Un’altra notte di insonnia…
A quanto erano arrivate? Ormai non c’era niente oltre alla luce del sole che potesse creare una minima distinzione tra il giorno e la notte.
Suoni sovrumani, fischi assurdi e rotori di elicottero si alternavano senza sosta nel suo orecchio sinistro. Miraggi auditivi avevano ormai preso il posto della realtà.
Cosa avrebbe fatto se non fossero passati? Le probabilità di guarigione si piazzavano al 50%… Testa o croce, niente di più, niente di meno.

l'urlo
I tremori dati dai farmaci erano poca cosa di fronte alla prospettiva di quello che sarebbe potuto succedere… Sarebbe stato bello riuscire a non pensarci, ma come poteva?
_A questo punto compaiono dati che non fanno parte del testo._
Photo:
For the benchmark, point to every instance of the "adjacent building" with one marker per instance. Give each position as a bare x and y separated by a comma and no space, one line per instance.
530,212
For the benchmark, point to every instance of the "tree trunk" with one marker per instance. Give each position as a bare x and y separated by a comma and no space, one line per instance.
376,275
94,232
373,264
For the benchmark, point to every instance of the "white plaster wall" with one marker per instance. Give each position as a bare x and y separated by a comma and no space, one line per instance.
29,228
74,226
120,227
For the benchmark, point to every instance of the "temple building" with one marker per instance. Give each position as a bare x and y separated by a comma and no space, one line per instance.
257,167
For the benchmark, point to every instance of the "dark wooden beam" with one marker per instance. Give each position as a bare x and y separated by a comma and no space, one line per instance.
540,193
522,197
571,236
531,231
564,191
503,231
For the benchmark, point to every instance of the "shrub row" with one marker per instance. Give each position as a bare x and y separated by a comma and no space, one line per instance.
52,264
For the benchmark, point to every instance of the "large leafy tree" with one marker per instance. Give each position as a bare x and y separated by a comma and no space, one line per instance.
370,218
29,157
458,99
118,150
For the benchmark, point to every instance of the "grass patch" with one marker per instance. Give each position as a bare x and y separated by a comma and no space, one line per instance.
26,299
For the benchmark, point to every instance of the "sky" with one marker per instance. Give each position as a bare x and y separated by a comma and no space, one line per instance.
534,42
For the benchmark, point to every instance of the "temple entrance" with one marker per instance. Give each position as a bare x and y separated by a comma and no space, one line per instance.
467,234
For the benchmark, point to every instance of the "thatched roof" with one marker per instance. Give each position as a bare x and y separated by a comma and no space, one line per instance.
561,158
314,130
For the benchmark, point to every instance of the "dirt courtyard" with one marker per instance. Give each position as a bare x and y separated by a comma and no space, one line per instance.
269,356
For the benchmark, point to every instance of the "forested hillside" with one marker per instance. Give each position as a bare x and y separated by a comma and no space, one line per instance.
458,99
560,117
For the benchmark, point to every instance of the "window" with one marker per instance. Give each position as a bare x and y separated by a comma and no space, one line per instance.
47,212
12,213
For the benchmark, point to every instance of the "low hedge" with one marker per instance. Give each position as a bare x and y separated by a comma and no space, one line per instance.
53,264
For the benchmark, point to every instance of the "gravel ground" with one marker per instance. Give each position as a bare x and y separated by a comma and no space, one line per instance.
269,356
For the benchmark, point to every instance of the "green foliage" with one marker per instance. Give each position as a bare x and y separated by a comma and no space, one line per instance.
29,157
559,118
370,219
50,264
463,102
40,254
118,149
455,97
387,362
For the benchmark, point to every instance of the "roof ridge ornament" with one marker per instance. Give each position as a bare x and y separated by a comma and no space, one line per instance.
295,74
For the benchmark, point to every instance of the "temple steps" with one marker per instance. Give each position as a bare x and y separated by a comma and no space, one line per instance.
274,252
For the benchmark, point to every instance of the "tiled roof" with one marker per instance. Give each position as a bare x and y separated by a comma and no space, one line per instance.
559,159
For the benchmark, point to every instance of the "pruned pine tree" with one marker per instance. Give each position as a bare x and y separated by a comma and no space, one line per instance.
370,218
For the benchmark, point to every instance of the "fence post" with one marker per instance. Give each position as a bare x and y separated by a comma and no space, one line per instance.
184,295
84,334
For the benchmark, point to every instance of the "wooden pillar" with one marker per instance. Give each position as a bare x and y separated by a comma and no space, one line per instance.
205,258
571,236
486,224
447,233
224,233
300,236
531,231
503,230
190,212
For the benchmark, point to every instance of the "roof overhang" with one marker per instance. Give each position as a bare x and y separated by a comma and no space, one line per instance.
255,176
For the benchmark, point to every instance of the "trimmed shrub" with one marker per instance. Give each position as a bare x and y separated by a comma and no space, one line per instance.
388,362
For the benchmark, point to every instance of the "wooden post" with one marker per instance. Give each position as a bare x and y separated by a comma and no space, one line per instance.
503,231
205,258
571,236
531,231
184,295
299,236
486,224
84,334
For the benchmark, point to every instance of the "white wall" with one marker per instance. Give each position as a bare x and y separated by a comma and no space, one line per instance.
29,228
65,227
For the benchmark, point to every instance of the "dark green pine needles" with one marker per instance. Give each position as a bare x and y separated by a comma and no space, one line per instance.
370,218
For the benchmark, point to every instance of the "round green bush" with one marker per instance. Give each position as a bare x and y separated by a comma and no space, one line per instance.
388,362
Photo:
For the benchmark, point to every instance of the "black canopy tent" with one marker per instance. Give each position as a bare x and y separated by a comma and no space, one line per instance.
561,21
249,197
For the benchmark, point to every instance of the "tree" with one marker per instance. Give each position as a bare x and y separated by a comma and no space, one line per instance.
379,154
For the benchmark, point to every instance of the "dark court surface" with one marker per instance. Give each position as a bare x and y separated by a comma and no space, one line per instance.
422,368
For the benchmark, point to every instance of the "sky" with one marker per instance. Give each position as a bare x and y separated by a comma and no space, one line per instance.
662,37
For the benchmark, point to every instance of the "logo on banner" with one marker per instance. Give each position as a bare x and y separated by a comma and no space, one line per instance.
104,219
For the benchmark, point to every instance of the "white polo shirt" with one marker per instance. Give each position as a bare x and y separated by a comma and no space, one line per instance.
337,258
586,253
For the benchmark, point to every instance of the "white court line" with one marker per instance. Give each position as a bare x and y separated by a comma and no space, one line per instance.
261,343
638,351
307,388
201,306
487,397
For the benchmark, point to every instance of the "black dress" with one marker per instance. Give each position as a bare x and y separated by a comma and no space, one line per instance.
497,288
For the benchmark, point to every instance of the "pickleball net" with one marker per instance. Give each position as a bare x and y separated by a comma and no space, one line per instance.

Nemmeno il sonno ormai lo veniva a trovare per lenire la sua sofferenza.
E poi dolori, dolori muscolari ovunque.

All’improvviso, una linea verticale attraversò il suo campo visivo.
Si sforzò di metterla a fuoco: una minuscola corda attraversava la stanza. Dietro la sua testa, il cigolio di una carrucola.
Sfregò gli occhi deciso a scacciare quella nuova immagine, ma fu un gesto vano.

Attaccato alla piccola fune, un altrettanto piccolo pacchetto veniva lentamente trasportato verso i suoi piedi.

No dai! Le allucinazioni no!

Il piccolo pacco arrivò a destinazione, e un omuncolo, di certo non più grande di una scarpa, si affrettò ad aprirlo borbottando qualcosa.
Nel frattempo altri pacchetti giunsero nei pressi dei suoi piedi, e altri bizzarri individui iniziarono ad estrarne dei cuscini d’aria di plastica trasparente.

Gli omuncoli, magri e privi di barba, con buffi cappelli e il nasone, erano chiaramente folletti. Provò a chiedersi come mai, tra tutte le cose in cui avrebbe potuto imbattersi in stato alterato di coscienza, si fossero manifestati proprio loro, ma non ne venne a capo. Dopotutto, si disse, meglio i folletti che i dinosauri.

folletto

Improvvisamente uno di loro parlò.

La frase non era rivolta a lui, era chiaro: si trattava di una comunicazione esclusivamente tra folletti e infatti non capì quasi nulla. Quello che gli fu chiaro, però, era che l’idioma che udiva era chiaramente dialetto bergamasco.

Non seppe trattenere una risata.

La moglie, al suo fianco, si destò e gli chiese il motivo della risata. Lui guardò la moglie, il letto invaso dai folletti bergamaschi e trovò la situazione alquanto surreale.
Nel frattempo, grosse gru gialle venivano portate vicino al letto con l’intento di riempire le lenzuola con i cuscini d’aria per permettergli di riposare più comodamente. In fin dei conti, tutti quegli strambi individui stavano dandosi da fare per lui.

Decise che ne aveva già avuto abbastanza di folletti, di gru e tutto quanto, così si alzò e si recò in bagno. Si lavò il viso, perse un po’ di tempo, si guardò più volte allo specchio per assicurarsi di essere tornato in sé e solo allora tornò in camera da letto.

Putiferio e degenerazione!

gru

(…Invece di questo cielo, il suo soffitto…)

Centinaia di folletti urlavano e sbraitavano in bergamasco, il letto risultava ormai inagibile perché interamente occupato dal cantiere, le gru gialle toccavano il soffitto e sua moglie dormiva beatamente ignara di tutto.

Prese atto della persistenza della visione ed andò a sdraiarsi sul divano in sala.

Non fu banale quello che vi trovò: liane colorate scendevano dal soffitto e dalle pareti uscivano radici contorte di improbabili ficus. Provò ad ignorare il tutto e si sdraiò sul divano.

Dal cuscino dietro la sua testa uscì una lunga ed ondulata foglia. La foglia prese la forma di un semicerchio e dal suo apice uscì una microscopica testa verde che iniziò a cantilenare una melodia acutissima e dissonante. Era la fata della foglia che con il suo canto cercava di mitigare i suoi tormenti.

Rimase in balia di tale creatura per interminabili minuti. Poi il suo canto cessò.

Si alzò dal divano, tornò in camera. Sua moglie dormiva beatamente e del cantiere, finalmente, non era rimasta alcuna traccia.
Si sdraiò, saggiò la comodità del letto e decise che in fin dei conti i folletti avevano lavorato per niente.